Como en el caso del nombramiento de legisladores por representación proporcional, a través de los cuales se garantiza la participación parlamentaria de diputados y senadores de las minorías —muchas veces, los parlamentarios de partido en los que queda realmente delegada la función objetiva de diseñar, discutir y aprobar las leyes—, para la integración del judicial debería valorarse la posibilidad de que los próximos tribunales integren cuando menos a uno de tres magistrados de carrera que no deban atravesar el proceso electoral. La convivencia entre magistrados electos y magistrados expertos, unos electos y otros no, podría arrojar una integración virtuosa que se alimente de los ingredientes que cada uno de ellos aporte. De algún modo esa fue la intención del legislador cuando se crearon, en la materia del trabajo, las Juntas de Conciliación y Arbitraje.

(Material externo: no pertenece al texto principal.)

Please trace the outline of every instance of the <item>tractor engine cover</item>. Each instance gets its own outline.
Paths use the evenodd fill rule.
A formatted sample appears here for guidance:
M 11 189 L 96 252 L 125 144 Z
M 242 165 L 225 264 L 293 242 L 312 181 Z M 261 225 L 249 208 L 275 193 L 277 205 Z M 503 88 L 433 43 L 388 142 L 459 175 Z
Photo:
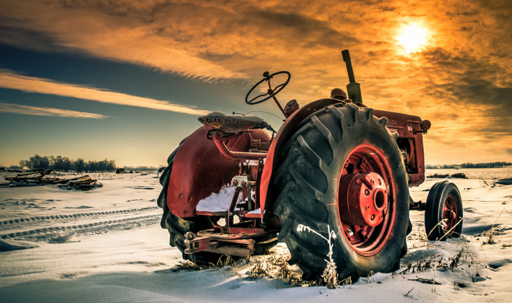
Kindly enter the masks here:
M 250 132 L 227 141 L 227 147 L 233 152 L 248 152 L 251 137 L 262 142 L 270 140 L 264 130 Z M 193 217 L 199 201 L 218 193 L 239 173 L 239 160 L 222 156 L 213 140 L 207 138 L 207 133 L 204 126 L 194 132 L 181 145 L 174 158 L 167 188 L 167 206 L 180 218 Z

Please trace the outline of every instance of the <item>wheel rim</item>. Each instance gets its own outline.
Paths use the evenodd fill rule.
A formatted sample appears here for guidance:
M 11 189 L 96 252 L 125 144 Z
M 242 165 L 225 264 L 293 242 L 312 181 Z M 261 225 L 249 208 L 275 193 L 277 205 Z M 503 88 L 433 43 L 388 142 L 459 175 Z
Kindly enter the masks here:
M 339 179 L 337 202 L 339 222 L 343 236 L 352 249 L 360 255 L 372 255 L 384 247 L 394 223 L 396 187 L 393 181 L 392 170 L 383 151 L 370 144 L 357 146 L 346 159 Z M 360 190 L 359 187 L 352 186 L 354 182 L 352 179 L 354 178 L 372 179 L 376 182 L 384 183 L 378 187 L 380 189 L 374 187 L 370 195 L 367 195 L 373 197 L 371 200 L 374 210 L 381 211 L 382 214 L 378 222 L 372 222 L 371 218 L 367 218 L 365 222 L 362 222 L 356 218 L 365 216 L 365 211 L 361 207 L 365 200 L 361 198 L 354 199 L 354 197 L 364 196 L 354 191 Z M 365 189 L 363 187 L 361 190 L 363 192 Z
M 443 229 L 447 236 L 451 236 L 456 232 L 457 213 L 458 213 L 457 199 L 455 196 L 450 194 L 447 197 L 442 207 L 442 220 L 446 223 Z

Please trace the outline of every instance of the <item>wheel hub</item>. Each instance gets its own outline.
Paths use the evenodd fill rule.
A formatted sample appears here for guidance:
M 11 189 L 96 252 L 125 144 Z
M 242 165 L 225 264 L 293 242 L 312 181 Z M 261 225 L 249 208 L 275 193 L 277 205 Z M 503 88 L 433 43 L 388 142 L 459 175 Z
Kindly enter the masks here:
M 387 189 L 376 173 L 352 174 L 339 182 L 338 196 L 340 218 L 352 225 L 376 227 L 387 209 Z

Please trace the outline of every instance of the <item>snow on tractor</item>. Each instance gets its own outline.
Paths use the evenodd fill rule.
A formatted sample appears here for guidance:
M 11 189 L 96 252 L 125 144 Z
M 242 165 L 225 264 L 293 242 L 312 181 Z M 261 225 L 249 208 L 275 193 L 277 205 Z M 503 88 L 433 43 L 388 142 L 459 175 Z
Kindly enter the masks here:
M 334 89 L 330 98 L 283 107 L 276 95 L 290 74 L 266 72 L 245 101 L 273 99 L 286 118 L 279 132 L 259 117 L 213 112 L 171 154 L 158 203 L 184 259 L 216 263 L 220 255 L 264 253 L 279 241 L 306 279 L 319 278 L 328 260 L 340 278 L 356 278 L 398 268 L 411 209 L 426 211 L 429 239 L 460 236 L 455 185 L 436 183 L 426 203 L 409 194 L 425 180 L 430 122 L 364 105 L 348 51 L 342 54 L 348 98 Z M 273 86 L 279 77 L 286 81 Z

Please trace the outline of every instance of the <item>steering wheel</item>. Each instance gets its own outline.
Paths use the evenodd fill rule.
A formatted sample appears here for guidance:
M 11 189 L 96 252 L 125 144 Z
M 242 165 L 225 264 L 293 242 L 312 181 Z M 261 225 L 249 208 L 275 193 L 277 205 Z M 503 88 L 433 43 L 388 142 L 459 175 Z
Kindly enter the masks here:
M 279 85 L 276 86 L 273 89 L 272 88 L 272 86 L 270 86 L 270 79 L 276 75 L 281 74 L 286 74 L 288 76 L 288 78 L 286 79 L 286 81 Z M 278 92 L 281 92 L 282 89 L 284 88 L 286 85 L 288 85 L 288 82 L 290 82 L 290 78 L 291 78 L 291 75 L 290 74 L 290 72 L 286 71 L 282 71 L 282 72 L 275 72 L 274 74 L 269 74 L 268 72 L 265 72 L 263 73 L 263 76 L 264 77 L 259 82 L 256 83 L 253 88 L 249 90 L 249 92 L 247 93 L 247 96 L 246 96 L 246 103 L 253 105 L 255 104 L 261 103 L 262 102 L 266 101 L 267 100 L 270 99 L 270 98 L 273 97 L 276 94 L 277 94 Z M 268 81 L 268 90 L 265 94 L 262 94 L 258 96 L 256 96 L 255 97 L 253 98 L 250 100 L 248 100 L 249 95 L 251 92 L 254 90 L 255 88 L 257 87 L 258 85 L 262 84 L 264 81 Z M 268 95 L 268 96 L 267 96 Z M 265 97 L 265 96 L 267 96 Z M 260 98 L 263 98 L 261 100 L 259 100 Z

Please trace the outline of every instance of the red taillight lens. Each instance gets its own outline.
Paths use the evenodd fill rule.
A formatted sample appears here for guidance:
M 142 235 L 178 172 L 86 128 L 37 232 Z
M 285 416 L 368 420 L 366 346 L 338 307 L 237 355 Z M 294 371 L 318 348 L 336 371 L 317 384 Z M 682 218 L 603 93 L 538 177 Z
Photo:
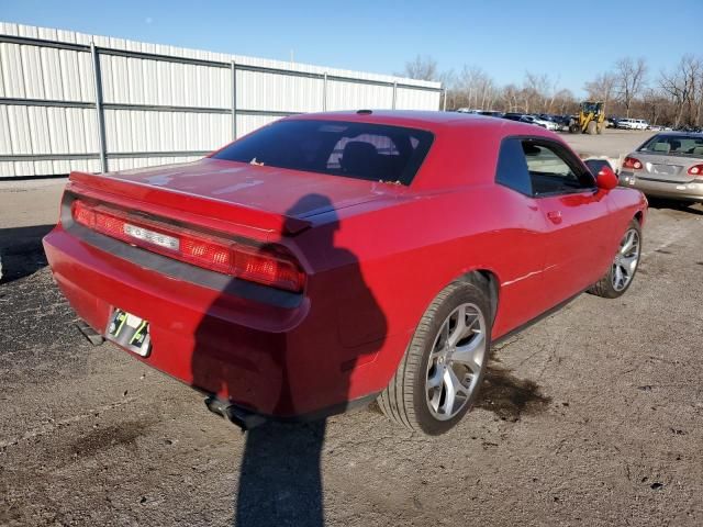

Así como en el ámbito de la medicina, no quisiéramos que el encargado de la diestra manipulación del bisturí fuera el más afamado de los estudiantes de medicina, sino el más destacado por sus aptitudes como estudiante, debemos pensar en que la valoración jurídica sobre la legalidad de la compraventa de nuestra casa o la procedencia de la pena por la comisión de un delito, debe recaer en quien mejores calificaciones y aptitudes demostró a lo largo del estudio de la carrera de derecho, y en quien por vocación y trayectoria profesional mejor queda depositado el ejercicio de la ciencia del derecho.
De continuarse adelante con la contumaz idea de que los jueces y magistrados deben elegirse por la gente, y de que cualquier recién egresado puede hacer las veces de ministro por su entusiasmo y buenas intenciones, acabaremos recibiendo justicia de quien mejor desfile y se desenvuelva en las cámaras, como en los concursos de belleza: Mr. o Miss. Poder Judicial. No es lo mismo brincar de la carrera de Ciencias Políticas a la práctica profesional de convertirse en asesor de un diputado o senador; que de la licenciatura de derecho a expedir sentencias de amparo en el ámbito penal, civil o administrativo. Los méritos necesarios superan, incluso, a las buenas calificaciones. La comprensión de la ciencia del derecho, de las herramientas necesarias para interpretar la ley, exigen madurez, vocación, talento y experiencia. No siempre los mejores estudiantes se convierten en los mejores abogados.
Lo hemos señalado en estas páginas con anterioridad y lo repetimos hoy, otra vez. Aun, aprobándose la reforma a la Constitución y, garantizándose por el Congreso que ésta sea declarada inconstitucional, porque la Constitución no puede ser inconstitucional en sí misma, esto no dejará de provocar una desarmonía y rompimiento entre nuestro derecho interno y nuestros compromisos internacionales. El fincamiento de responsabilidades internacionales, de aprobarse las iniciativas del presidente, es inminente.